As a note to end, I'd like to let you know that there are many more conventions on the Einstein notation. What I have used here is the all-subscript convention, for simplicity. Another famous convention would be the superscript-subscript convention, which is definitely something to look into once you've studied differential geometry, as they use covariants and contravariants.

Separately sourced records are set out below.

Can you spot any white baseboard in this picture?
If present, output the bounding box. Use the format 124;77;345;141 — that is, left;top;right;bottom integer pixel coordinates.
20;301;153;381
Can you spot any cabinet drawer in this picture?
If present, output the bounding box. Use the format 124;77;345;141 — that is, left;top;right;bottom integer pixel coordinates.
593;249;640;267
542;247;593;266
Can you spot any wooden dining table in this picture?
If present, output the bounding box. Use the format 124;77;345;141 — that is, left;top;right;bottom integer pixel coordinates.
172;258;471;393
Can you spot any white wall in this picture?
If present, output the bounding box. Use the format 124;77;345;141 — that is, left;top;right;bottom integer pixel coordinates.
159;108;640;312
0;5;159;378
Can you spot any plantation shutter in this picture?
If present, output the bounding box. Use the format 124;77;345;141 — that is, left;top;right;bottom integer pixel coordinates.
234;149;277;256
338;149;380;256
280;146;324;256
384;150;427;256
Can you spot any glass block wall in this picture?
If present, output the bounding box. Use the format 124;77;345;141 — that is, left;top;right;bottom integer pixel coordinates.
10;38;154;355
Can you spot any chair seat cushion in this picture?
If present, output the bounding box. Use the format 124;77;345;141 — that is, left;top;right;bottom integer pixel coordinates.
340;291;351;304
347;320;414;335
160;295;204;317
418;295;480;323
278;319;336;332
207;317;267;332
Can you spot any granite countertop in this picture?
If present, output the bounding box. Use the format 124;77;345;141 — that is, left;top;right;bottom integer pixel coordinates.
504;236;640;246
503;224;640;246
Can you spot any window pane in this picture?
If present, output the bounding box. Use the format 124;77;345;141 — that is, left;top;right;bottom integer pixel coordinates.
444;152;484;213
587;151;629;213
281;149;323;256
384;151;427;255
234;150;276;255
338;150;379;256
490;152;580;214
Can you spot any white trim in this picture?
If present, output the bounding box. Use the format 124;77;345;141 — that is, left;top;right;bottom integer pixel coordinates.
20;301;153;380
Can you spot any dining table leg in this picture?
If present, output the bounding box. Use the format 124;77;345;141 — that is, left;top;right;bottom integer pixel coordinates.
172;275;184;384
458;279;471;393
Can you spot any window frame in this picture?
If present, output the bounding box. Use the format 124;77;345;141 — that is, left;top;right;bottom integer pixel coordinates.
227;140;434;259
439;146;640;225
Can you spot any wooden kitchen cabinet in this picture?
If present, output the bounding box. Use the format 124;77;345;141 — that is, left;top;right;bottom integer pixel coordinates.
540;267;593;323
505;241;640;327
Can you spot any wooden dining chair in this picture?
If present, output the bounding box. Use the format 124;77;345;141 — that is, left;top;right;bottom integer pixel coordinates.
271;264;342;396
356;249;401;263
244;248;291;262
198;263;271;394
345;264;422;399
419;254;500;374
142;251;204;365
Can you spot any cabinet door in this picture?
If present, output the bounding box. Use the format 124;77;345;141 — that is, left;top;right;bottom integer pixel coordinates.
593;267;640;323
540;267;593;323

Hope you enjoyed my article, have fun with Einstein notation and good luck with your studies! :)

A.P.

P.S. For the sake of accessibility, I try to be as self-contained, as simple, and as explicit as possible, without it being too dumbed down. With this in mind, please do let me know if there is anything unclear, or just something outright wrong so that I could fix it,... and also improve the quality of my posts in the future. Thanks!